Yo tuve siempre la seguridad de escribir algo cuando aparecieran Los Crepúsculos Del Jardín. Primero de todo, como manifestación de mi propio gozo; segundo, por la potencia de su autor; tercero, en homenaje a mis primeros entusiasmos. Como es común relatar en estos casos el conocimiento personal que del autor se tuvo —y esto implica el mérito de variar lo escrito, aligerando no poco la ineludible gravedad judicial que tales cosas suponen— contaré a mi vez que en 1896 leí la Oda a la desnudez, primera obra suya que conocí. Sentíme lleno de tal alegría, que le llamé repetidas veces hombre de genio. Aún hoy que no siento tales sobresaltos de emoción, el vocablo se me sube a los labios, sobre todo cuando —como ahora— revivo mis impresiones. Al año siguiente leí Las montañas del oro, y sucesivamente algunas poesías, muy pocas. Llegué así a 1900, sin conocer de este hombre nada, ideas, modo de ser, actuación estrepitosa; apenas un amigo que le había conocido antes, y una caricatura en Caras y Caretas. Para mí, tan lleno de fresco humanismo, la ignorancia de todo dato poetiza su figura al extremo de suponerlo indio, muy indio, huraño, hercúleo y violento. Por demás, inabordable, sobre todo para mí con mi ridícula espontaneidad de joven adorador.
Un día en compañía de un amigo en igual crisis, fuimos a verle.
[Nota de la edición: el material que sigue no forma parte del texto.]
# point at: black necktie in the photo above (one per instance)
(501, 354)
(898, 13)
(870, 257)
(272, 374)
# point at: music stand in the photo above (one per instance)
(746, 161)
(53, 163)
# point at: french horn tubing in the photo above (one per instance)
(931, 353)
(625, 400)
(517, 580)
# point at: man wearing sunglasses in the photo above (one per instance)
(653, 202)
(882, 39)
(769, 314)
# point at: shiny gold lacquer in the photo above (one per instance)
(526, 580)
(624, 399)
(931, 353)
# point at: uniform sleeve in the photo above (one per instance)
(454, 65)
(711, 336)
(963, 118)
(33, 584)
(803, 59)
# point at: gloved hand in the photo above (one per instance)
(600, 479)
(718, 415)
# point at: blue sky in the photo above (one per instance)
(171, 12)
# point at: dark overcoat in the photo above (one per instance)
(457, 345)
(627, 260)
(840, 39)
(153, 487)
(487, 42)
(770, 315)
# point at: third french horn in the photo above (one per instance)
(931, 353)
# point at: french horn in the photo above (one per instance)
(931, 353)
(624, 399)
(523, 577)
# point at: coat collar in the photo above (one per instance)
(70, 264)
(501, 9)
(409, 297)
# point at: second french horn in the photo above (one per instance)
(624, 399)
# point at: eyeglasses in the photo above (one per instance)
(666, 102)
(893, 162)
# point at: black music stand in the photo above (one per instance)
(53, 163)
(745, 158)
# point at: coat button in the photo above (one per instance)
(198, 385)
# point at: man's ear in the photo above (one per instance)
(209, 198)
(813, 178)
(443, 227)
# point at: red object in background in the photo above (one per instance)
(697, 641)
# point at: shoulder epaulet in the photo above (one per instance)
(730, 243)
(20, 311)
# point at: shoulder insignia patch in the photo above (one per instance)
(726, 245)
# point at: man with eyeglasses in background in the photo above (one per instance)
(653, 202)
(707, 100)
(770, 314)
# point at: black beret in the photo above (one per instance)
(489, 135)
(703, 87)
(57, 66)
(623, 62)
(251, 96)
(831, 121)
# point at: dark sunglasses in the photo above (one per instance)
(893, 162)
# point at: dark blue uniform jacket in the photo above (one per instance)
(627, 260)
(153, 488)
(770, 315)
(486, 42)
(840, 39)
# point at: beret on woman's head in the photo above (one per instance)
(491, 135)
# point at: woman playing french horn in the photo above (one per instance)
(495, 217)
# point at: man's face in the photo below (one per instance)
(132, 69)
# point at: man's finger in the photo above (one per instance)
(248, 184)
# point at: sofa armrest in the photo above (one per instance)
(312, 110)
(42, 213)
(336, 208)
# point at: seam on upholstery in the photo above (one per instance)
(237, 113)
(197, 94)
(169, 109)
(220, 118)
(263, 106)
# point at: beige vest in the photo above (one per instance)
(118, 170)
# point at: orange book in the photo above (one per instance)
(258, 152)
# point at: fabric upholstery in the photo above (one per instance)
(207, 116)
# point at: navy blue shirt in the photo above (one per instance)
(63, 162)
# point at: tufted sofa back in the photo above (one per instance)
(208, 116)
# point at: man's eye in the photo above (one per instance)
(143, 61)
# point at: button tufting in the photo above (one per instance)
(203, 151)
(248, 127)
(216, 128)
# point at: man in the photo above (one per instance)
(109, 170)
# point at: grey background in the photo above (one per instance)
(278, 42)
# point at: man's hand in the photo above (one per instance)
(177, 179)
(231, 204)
Nos presentamos sin tarjeta alguna, corriendo la hermosa aventura. Esperamos largo rato, pues la hora más que matinal excusaba toda demora mientras saboreábamos a dúo la emoción de la ruda silueta poética que debía aparecer en la puerta. Fue así que en su lugar se presentó un hombre blanco, de expresión cualquiera, juvenilizado por un fresco pijama. La única conciencia de ser él quien buscábamos provenía de un vago parecido con la caricatura. Pero tanto le conocía en sí mismo, que inconscientemente le presenté a mi amigo, y enseguida me presenté yo. Hablamos toda la mañana, poco de letras.